The Food and Drug Administration’s (FDA) Vaccines and Related Biological Products Advisory Committee on Thursday voted 17 to 4 in favor of approving BNT162b2, Pfizer and BioNTech’s COVID-19, under the agency’s emergency use authorization.

The vote, however, does not mean that the agency will immediately decide to authorize the vaccine.

If approved by the FDA, The Centers for Disease Control and Prevention’s Advisory Committee on Immunization Practices would also vote on if it recommends the vaccine, and who should receive it.

The CDC previously recommended that health care providers and residents and staff of long-term care facilities should be the first to get it, the Washington Post reported.

BNT162b2 is targeted at the SARS-CoV-2, the virus that causes COVID-19, spike glycoprotein (S) antigen that is encoded by RNA and formulated in lipid nanoparticles (LNPs). The vaccine, which is for people 16 years and older, is administered in two doses, 21 days apart.
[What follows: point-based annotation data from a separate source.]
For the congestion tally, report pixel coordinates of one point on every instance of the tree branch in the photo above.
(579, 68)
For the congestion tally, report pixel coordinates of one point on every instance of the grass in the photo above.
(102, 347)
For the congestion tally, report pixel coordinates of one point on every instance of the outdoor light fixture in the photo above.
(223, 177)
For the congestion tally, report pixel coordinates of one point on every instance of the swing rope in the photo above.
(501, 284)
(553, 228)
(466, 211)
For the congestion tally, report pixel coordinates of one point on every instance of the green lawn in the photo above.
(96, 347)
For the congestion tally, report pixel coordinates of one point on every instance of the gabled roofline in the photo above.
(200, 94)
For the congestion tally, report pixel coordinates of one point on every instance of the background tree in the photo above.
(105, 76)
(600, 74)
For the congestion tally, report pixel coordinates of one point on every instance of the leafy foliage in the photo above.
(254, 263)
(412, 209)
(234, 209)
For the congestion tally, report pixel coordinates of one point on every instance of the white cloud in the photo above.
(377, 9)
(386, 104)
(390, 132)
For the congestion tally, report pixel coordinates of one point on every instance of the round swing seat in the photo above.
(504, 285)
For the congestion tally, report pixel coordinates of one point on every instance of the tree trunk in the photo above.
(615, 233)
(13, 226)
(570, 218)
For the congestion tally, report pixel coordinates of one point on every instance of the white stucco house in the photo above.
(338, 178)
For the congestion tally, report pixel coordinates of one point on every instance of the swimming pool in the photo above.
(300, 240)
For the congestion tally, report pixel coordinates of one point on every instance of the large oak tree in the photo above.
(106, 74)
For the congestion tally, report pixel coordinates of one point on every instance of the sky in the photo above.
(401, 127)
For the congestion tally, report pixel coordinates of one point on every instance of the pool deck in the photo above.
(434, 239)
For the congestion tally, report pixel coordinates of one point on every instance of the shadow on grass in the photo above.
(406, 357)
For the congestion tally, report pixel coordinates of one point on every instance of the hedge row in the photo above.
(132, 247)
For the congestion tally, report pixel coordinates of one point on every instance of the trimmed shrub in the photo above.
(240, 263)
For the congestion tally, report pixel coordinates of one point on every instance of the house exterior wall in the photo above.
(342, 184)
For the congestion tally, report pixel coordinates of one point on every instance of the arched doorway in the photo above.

The committee reviewed data from an ongoing, phase 3, double-blind placebo-controlled trial of the vaccine that included 43,448 participants— 21,720 who were randomized to receive BNT162b2, and 21,728 who were randomized to receive a placebo. In a mid-November analysis, BCT162b2 had a 95% efficacy rate of preventing COVID-19 seven or more days after the second dose.

Patients with cancer often have weakened immune systems, making them more susceptible to contracting COVID-19 or developing more severe complications from the disease.

Common low-grade side effects from the vaccine included mild or moderate pain at the injection site, fatigue and headache.